Even people who need to eat meat do not need it every meal or even every day. I've heard many different statistics, the most common being about a handful 2-3 times per week. (This is not to say that everyone can do that, because the availability of cheap and quick proteins is not the same across the board, and you're supposed to have 40-50g of protein a day according to current recommendations)

For the first six months of this I told NO ONE except my partner at the time, because I was terrified that I would "fail" at it and then be faced with my own hypocrisy not only at every meal but in the minds of everyone who knew me. I had nightmares about eating meat and then realizing what I had done. But I ate plenty of protein in other forms and after a while of no ill effects I decided that I would be fine without it. The nightmares abated as I impressed upon myself that the goal is not perfection, but improvement.

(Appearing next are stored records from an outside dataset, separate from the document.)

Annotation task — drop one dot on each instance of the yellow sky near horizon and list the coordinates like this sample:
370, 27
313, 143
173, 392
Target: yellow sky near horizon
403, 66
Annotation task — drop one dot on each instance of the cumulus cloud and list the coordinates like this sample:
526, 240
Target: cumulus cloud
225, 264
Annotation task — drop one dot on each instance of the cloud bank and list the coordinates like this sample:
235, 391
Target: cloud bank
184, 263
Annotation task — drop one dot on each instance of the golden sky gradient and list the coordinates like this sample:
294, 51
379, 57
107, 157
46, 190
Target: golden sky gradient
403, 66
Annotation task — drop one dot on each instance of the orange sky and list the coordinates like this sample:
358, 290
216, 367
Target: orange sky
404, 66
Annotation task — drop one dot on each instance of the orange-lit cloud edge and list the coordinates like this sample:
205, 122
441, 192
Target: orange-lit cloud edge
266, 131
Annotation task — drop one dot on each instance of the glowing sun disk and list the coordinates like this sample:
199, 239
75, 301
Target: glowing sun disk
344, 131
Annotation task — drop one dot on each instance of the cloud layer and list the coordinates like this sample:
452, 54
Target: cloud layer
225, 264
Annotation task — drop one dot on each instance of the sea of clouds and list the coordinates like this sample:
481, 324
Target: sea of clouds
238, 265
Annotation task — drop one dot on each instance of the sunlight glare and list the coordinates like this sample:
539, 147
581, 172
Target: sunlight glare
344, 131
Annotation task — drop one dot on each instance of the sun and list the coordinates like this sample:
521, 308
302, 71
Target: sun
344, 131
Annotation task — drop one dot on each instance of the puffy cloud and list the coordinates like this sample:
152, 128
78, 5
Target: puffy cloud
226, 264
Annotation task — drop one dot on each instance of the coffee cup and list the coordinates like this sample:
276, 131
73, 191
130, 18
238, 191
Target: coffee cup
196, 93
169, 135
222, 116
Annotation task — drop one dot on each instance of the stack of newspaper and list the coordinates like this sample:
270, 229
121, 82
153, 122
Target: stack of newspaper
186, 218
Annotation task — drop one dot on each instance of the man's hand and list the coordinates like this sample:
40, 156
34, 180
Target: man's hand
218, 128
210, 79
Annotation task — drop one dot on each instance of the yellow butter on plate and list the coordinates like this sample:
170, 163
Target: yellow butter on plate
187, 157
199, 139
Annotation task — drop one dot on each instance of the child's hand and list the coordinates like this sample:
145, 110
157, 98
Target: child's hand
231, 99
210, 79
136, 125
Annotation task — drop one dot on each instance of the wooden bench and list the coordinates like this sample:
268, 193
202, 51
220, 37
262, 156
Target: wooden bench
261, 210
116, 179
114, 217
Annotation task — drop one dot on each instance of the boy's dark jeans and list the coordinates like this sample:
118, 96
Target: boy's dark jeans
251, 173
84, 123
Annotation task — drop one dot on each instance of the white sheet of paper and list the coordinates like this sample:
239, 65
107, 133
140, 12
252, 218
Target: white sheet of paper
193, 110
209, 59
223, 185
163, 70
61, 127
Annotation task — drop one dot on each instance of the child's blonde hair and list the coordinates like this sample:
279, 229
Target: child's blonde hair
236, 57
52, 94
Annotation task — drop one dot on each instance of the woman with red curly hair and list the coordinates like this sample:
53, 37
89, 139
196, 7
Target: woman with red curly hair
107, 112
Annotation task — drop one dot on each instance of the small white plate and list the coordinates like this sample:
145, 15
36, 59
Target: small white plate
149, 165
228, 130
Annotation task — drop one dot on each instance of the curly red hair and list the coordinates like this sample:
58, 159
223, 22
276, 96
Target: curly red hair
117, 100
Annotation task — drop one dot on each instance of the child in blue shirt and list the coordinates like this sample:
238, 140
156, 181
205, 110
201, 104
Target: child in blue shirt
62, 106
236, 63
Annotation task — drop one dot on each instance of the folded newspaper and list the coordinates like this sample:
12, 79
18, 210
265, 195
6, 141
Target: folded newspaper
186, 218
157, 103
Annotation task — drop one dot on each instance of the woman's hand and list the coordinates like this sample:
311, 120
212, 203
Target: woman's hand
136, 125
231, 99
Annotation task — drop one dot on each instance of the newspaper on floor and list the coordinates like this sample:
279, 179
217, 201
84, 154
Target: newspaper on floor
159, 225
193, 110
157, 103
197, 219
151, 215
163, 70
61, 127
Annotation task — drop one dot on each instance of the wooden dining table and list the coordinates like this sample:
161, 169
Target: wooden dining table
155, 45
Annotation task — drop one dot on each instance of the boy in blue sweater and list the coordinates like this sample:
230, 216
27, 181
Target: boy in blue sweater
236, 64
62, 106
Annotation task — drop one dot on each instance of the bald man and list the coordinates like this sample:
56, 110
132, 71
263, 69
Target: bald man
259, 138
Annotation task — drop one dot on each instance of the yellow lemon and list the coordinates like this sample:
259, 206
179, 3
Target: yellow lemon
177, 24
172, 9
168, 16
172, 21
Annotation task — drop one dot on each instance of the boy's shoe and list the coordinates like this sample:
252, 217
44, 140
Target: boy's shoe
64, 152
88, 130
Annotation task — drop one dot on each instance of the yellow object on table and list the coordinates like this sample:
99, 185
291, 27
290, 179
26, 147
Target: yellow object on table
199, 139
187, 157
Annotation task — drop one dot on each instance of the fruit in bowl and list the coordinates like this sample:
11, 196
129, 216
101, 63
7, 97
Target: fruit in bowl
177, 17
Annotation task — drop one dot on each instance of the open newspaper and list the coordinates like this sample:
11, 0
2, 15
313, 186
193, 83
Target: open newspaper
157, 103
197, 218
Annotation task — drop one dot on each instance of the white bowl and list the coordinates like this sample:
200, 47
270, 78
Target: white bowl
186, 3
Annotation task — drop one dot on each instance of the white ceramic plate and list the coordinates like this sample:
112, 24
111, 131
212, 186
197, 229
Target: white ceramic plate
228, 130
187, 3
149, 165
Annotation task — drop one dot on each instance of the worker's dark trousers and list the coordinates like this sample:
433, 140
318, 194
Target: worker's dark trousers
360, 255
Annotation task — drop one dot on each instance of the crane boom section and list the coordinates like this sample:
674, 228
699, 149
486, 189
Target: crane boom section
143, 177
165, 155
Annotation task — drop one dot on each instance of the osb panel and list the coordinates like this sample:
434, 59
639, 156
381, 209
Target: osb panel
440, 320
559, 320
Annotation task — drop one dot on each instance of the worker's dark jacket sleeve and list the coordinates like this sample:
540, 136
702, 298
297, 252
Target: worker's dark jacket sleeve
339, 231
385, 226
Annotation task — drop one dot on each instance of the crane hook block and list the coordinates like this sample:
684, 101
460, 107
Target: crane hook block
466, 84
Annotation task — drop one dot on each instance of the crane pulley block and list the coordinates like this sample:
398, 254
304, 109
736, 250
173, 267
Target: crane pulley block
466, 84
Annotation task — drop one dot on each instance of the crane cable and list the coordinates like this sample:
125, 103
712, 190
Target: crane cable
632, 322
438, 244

There are some things I eat which are quite resource-heavy; cheese is one. I don't intend to do the absolute best thing all the time; I just want to reduce strain on the earth in ways that I can. I think if I were to give up dairy I'd be unhappy, as there are only three foods I really love -- cheeses, tomatoes, and peppers. This is a hypocrisy I am comfortable with (though ultimately I'd like to have my own dairy goat(s) both to cut out packaging/shipping and for more loved food).

And on the topic of conserving water, this is why my house lets it mellow if it's yellow --->

I also shower only every 2-3 days (unless I got super sweaty or dirty), and brush my teeth without running the water, and drink water instead of soda (look back at that first chart!) though that one is partly because I'm not very fond of sugar. I only run full loads of laundry and I scrub the dishes without running the water (but use running water to rinse because the idea of reused rinse water grosses me out too much).

These are fairly easy sacrifices for me; I think it's not necessary for everyone to be perfect, but it is necessary for everyone to find places they CAN sacrifice, and make those sacrifices.